React Native engineering is complicated, and the ecosystem changes quickly. The tools here are purpose-built to give you an exceptional developer experience, throughout the lifecycle of your React Native apps and libraries.

Tools? I Like Tools!

Then you're in the right place! There are lots of tools here to help you.

Have you struggled to find the right combination of React Native dependencies that work well together and are compatible with each other? And that match the React Native release you're using? There's a tool for that! It's all automated, too.

Can't use Metro because it doesn't understand symlinks? Yarn, npm, and pmpm all use symlinks these days. There's a tool for that! A few lines of configuration, and you're ready to go.

Do you use Metro and miss the type-safe bundling and bundle-serving in Haul and Webpack? There's a tool for that!

This just scratches the surface, and more are being built all the time.

Using the Tools

Adding tools to a project or monorepo isn't a linear journey, and it won't be the same for everyone. Each situation is different, and has its own unique challenges and requirements.

You can use the command-line interface, which is a turn-key solution focused on common engineering tasks. You can also pick individual tools, integrating them into your repo wherever they are needed.

Command-Line Interface

The command-line interface brings many of the tools together to perform common tasks, like bundling and dependency management.
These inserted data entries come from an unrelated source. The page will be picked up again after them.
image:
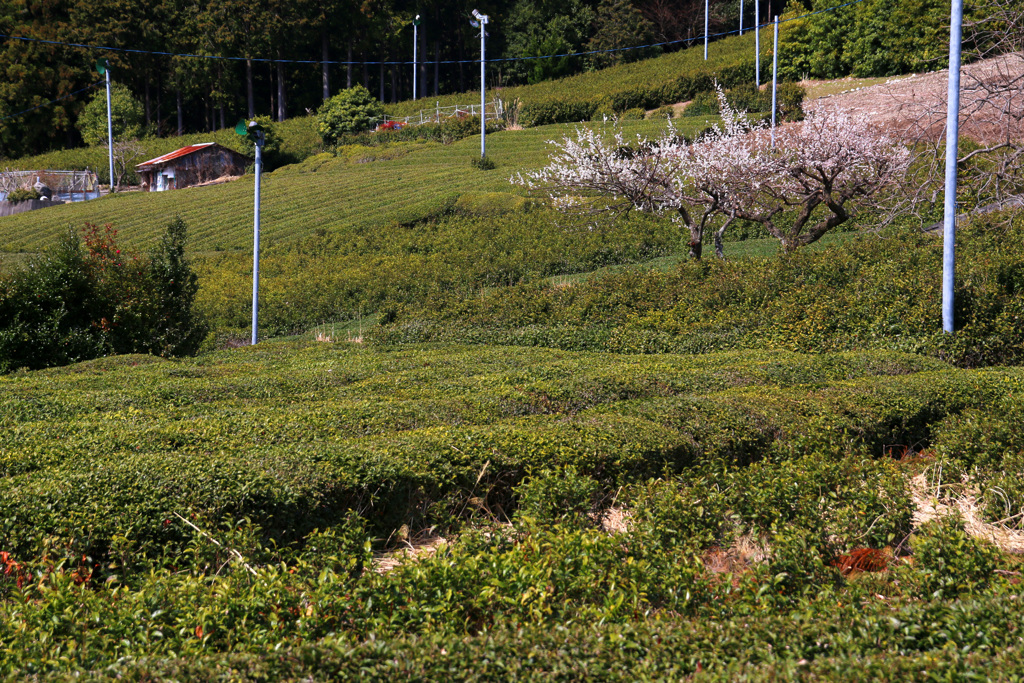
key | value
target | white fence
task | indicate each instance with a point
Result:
(67, 185)
(492, 111)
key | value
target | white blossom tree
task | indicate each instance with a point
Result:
(814, 178)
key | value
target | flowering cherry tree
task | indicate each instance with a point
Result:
(812, 179)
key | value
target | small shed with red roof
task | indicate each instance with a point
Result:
(190, 166)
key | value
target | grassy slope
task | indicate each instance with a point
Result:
(104, 454)
(357, 195)
(298, 200)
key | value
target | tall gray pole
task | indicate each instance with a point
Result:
(774, 84)
(259, 173)
(707, 24)
(757, 42)
(952, 137)
(110, 126)
(483, 96)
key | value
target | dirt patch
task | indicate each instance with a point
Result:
(914, 107)
(928, 506)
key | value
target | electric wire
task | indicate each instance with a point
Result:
(52, 101)
(186, 55)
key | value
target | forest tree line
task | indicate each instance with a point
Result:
(268, 36)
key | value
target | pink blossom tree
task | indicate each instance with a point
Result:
(814, 177)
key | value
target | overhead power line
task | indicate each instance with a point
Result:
(186, 55)
(52, 101)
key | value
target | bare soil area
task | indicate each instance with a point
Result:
(915, 105)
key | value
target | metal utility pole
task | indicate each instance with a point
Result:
(416, 46)
(482, 20)
(707, 24)
(757, 42)
(774, 84)
(258, 132)
(952, 138)
(103, 67)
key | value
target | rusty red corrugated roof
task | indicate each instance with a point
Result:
(183, 152)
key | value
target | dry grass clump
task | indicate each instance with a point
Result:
(931, 503)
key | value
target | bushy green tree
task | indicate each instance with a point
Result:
(547, 27)
(351, 111)
(892, 37)
(89, 298)
(620, 25)
(126, 115)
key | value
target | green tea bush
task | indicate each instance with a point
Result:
(886, 286)
(559, 497)
(218, 516)
(23, 195)
(948, 561)
(748, 97)
(667, 112)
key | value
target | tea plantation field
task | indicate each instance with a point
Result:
(224, 516)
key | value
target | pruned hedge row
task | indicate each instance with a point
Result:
(520, 603)
(986, 449)
(169, 518)
(444, 243)
(406, 437)
(881, 292)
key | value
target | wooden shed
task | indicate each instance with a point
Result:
(190, 166)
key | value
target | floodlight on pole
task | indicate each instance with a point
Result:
(774, 84)
(757, 42)
(707, 26)
(416, 46)
(952, 138)
(254, 131)
(103, 67)
(482, 20)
The CLI helps developers get things done from their terminal, and fits nicely into CI loops and package script blocks.

The CLI is controlled by command-line parameters and package configuration. Command-line parameters always override default values. Package configuration is optional but recommended. Configuration is how a package tells the CLI about itself. For example, a package can describe the options and paths to use during bundling.

Example configuration in package.json
{
"rnx-kit": {
"kitType": "app",
"reactNativeVersion": "^0.66 || ^0.67",
"capabilities": [
"core-android",
"core-ios",
"core-macos",
"core-windows",
"react"
],
"bundle": true
}
}

With a configuration in place, you only need command-line parameters to override specific behaviors.

Example commands
// Only bundle windows, and use a test entry point
$ yarn react-native rnx-bundle --platform windows --entry-path ./src/index-test.ts

// Run a bundle server on an unusual port
$ yarn react-native rnx-start --port 23000

// Run the dependency manager, scanning all packages and targeting React Native 0.66
$ yarn react-native rnx-dep-check --vigilant 0.66

Choosing Individual Tools

The tools are designed to be used individually. You can choose specific tools, and use them however and wherever they are needed. Mix and match with other tools and the CLI.
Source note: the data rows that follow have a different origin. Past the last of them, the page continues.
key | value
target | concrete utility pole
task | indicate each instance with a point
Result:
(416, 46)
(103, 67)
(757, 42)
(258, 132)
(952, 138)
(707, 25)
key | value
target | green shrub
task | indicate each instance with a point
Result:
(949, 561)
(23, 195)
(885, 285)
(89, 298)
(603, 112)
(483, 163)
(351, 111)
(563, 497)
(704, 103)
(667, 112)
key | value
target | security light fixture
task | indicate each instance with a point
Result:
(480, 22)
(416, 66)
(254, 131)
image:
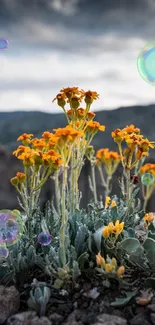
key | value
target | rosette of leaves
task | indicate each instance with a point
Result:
(39, 297)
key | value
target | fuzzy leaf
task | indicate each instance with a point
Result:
(98, 238)
(75, 271)
(149, 245)
(80, 239)
(150, 282)
(130, 245)
(123, 301)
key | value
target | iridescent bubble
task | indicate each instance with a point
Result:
(3, 44)
(11, 227)
(44, 238)
(4, 252)
(146, 63)
(147, 179)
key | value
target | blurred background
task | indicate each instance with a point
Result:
(60, 43)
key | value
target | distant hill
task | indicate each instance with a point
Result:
(12, 124)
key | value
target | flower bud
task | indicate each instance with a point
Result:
(120, 271)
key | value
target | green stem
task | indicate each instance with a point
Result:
(94, 181)
(64, 220)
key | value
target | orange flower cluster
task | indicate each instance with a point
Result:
(148, 218)
(135, 143)
(48, 150)
(110, 159)
(113, 229)
(147, 168)
(80, 114)
(18, 179)
(74, 96)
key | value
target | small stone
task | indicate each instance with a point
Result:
(9, 302)
(106, 319)
(139, 319)
(56, 318)
(151, 307)
(152, 316)
(28, 318)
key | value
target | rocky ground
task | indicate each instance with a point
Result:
(87, 303)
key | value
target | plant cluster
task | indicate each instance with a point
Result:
(71, 240)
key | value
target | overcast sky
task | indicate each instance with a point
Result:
(92, 44)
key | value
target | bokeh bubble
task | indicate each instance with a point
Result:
(44, 238)
(3, 44)
(147, 179)
(146, 63)
(4, 252)
(11, 227)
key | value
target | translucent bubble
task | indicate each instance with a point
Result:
(44, 238)
(11, 227)
(147, 179)
(3, 44)
(4, 252)
(146, 63)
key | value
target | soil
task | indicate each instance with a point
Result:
(75, 305)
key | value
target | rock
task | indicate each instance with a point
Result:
(140, 319)
(152, 316)
(28, 318)
(73, 318)
(9, 302)
(106, 319)
(56, 318)
(151, 307)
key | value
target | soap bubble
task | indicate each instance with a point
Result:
(147, 179)
(11, 227)
(3, 44)
(146, 63)
(4, 252)
(44, 238)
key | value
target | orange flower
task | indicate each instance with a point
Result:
(120, 271)
(25, 138)
(20, 150)
(90, 96)
(118, 135)
(71, 91)
(21, 177)
(60, 100)
(131, 129)
(93, 127)
(38, 144)
(90, 116)
(100, 260)
(150, 168)
(149, 217)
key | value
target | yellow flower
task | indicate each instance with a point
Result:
(93, 127)
(106, 232)
(109, 268)
(100, 260)
(118, 135)
(60, 100)
(14, 181)
(90, 96)
(118, 227)
(120, 271)
(149, 217)
(114, 262)
(131, 129)
(107, 201)
(25, 138)
(21, 177)
(71, 91)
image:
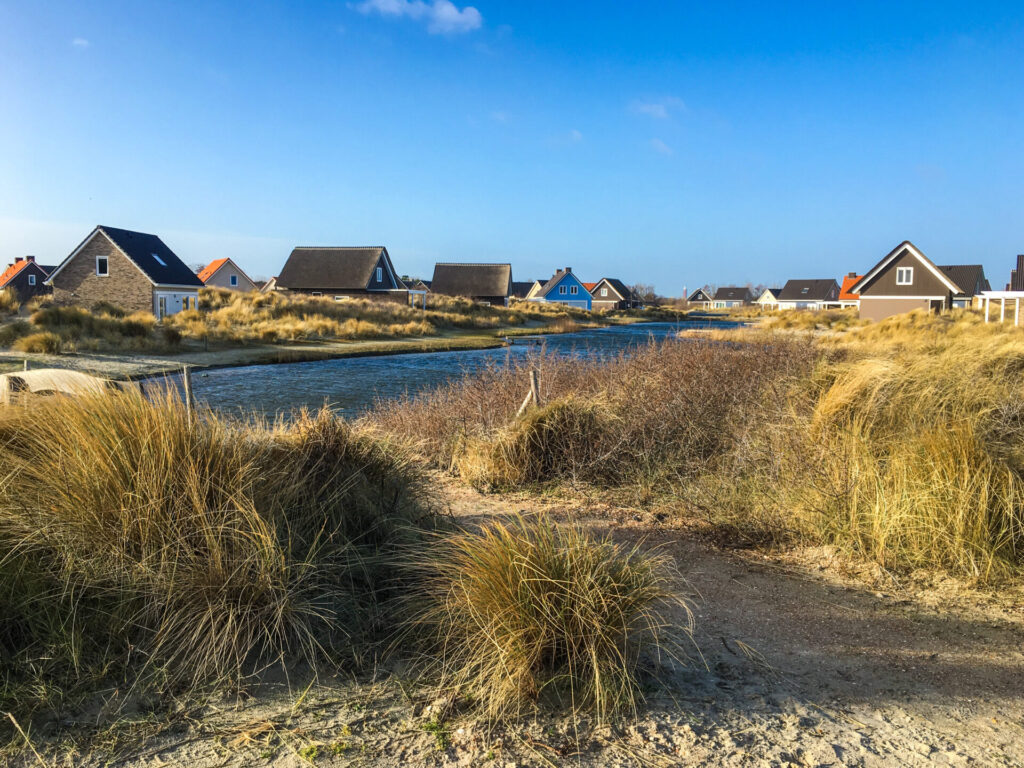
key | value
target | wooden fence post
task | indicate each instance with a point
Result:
(189, 400)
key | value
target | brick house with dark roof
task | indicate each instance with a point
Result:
(342, 273)
(905, 280)
(26, 278)
(133, 270)
(225, 273)
(488, 284)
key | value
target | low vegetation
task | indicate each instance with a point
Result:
(897, 441)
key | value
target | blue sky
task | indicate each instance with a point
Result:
(670, 143)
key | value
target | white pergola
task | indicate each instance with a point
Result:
(1001, 296)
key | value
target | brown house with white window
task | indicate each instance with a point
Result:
(906, 280)
(133, 270)
(26, 278)
(342, 273)
(225, 273)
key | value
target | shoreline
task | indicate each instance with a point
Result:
(140, 367)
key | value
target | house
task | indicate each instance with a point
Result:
(808, 294)
(133, 270)
(610, 293)
(700, 298)
(521, 289)
(848, 298)
(731, 296)
(487, 284)
(342, 273)
(26, 278)
(905, 280)
(225, 273)
(769, 299)
(564, 288)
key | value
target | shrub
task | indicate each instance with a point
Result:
(180, 551)
(528, 609)
(41, 343)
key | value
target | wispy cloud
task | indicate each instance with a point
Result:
(659, 146)
(658, 109)
(441, 16)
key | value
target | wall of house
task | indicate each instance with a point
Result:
(222, 279)
(925, 283)
(125, 286)
(877, 309)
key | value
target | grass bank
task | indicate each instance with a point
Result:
(897, 441)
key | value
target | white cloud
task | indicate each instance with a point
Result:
(659, 109)
(441, 16)
(659, 146)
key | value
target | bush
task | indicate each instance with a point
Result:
(180, 553)
(531, 609)
(41, 343)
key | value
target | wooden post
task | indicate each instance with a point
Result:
(189, 400)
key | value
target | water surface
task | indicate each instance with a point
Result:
(351, 384)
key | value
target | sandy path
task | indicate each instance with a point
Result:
(802, 668)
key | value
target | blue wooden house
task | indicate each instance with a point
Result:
(564, 288)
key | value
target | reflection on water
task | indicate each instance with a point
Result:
(350, 385)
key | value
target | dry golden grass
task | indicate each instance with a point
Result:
(531, 610)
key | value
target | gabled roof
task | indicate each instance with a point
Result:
(808, 290)
(14, 269)
(845, 294)
(732, 293)
(557, 278)
(910, 248)
(615, 285)
(471, 280)
(971, 278)
(521, 288)
(699, 295)
(147, 252)
(336, 268)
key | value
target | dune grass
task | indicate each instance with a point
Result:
(143, 546)
(530, 611)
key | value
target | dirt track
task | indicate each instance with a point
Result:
(801, 667)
Each tool has its own TypeScript API. There is plenty of documentation, including How-To guides and examples to get you going.

Tools are released on their own schedule, as features are added and fixes are made. Tools have their own test suite to keep quality high. And when you take a new drop, you can review the change history that is generated from each PR.

Web

Many of these tools work with web projects, too! Some examples include the dependency manager and the plugins for Babel and ESLint.